# Please welcome Pineapple as your new moderator



## MiamiAG (Jan 13, 2004)

I'm pleased to announce that pineapple has agreed to be the moderator of the Planted Aquarium Substrates forum. As many of you know, he has a lot of experience and will make a fine moderator.

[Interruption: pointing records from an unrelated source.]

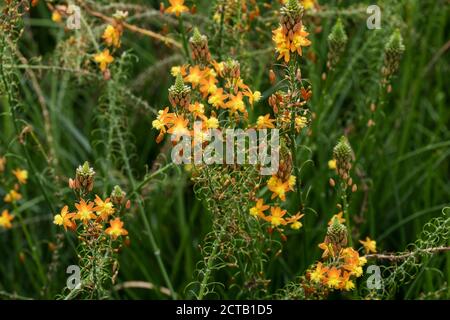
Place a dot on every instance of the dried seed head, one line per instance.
(84, 178)
(199, 48)
(118, 196)
(337, 234)
(337, 41)
(393, 53)
(291, 17)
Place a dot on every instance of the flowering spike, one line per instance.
(337, 40)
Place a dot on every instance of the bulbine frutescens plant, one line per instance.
(99, 229)
(214, 93)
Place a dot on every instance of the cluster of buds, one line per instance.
(180, 94)
(343, 154)
(2, 164)
(286, 164)
(337, 235)
(118, 196)
(232, 73)
(199, 48)
(337, 41)
(393, 52)
(84, 179)
(291, 18)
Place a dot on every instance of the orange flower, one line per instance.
(179, 127)
(103, 59)
(65, 219)
(104, 208)
(219, 67)
(259, 208)
(276, 216)
(264, 122)
(333, 278)
(208, 86)
(252, 96)
(285, 47)
(5, 220)
(327, 249)
(198, 110)
(177, 7)
(111, 36)
(21, 175)
(337, 216)
(116, 229)
(318, 274)
(85, 211)
(346, 284)
(12, 196)
(161, 122)
(195, 76)
(278, 187)
(306, 94)
(294, 221)
(212, 123)
(369, 245)
(217, 99)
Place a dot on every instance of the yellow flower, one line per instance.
(212, 123)
(278, 187)
(197, 109)
(217, 99)
(300, 123)
(252, 96)
(103, 59)
(65, 219)
(5, 220)
(337, 216)
(21, 175)
(259, 208)
(362, 261)
(163, 119)
(332, 164)
(178, 70)
(327, 249)
(369, 245)
(294, 221)
(116, 229)
(281, 45)
(235, 103)
(111, 36)
(56, 16)
(276, 217)
(104, 208)
(208, 86)
(346, 283)
(264, 122)
(12, 196)
(85, 211)
(318, 274)
(291, 182)
(333, 278)
(2, 164)
(308, 4)
(180, 127)
(195, 76)
(177, 7)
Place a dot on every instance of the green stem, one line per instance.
(184, 39)
(156, 250)
(346, 213)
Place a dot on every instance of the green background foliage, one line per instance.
(402, 162)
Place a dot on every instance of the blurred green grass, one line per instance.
(402, 163)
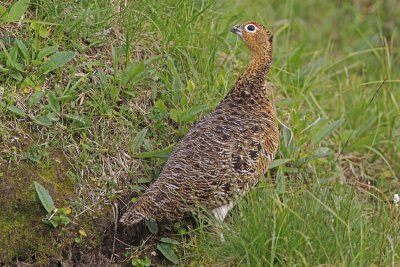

Thanks and congrats pineapple! [smilie=k:


----------



## pineapple (May 4, 2004)

This is a wonderful opportunity for me to get more tanks and fill them with a variety of substrates.... ;-) At least I should start with my Power Sand and Aquasoil Amazonia duo!

Thanks, Art.

Andrew


----------



## turtlehead (Nov 27, 2004)

Wow, pleased to have such a nice guy as a moderator.


----------



## discus (Jul 20, 2004)

congratulations on your new position


----------



## chiahead (Dec 18, 2004)

congrats on becoming a moderator


----------



## amber2461 (Jun 15, 2004)

Congrats Andrew ...


----------



## Sir_BlackhOle (Jan 25, 2004)

Congrats! The perfect person for the job IMO


----------



## titan97 (Feb 14, 2005)

Congrats amigo. Now, if only we knew how granular activated carbon works as a substrate :wink: :wink: :wink: 

-Dustin


----------



## freshreef (May 14, 2004)

artyman:


----------



## Porkchop (Mar 1, 2005)

Congratulation.

Jim


----------



## Bert H (Mar 2, 2004)

Congratulations Andrew!


----------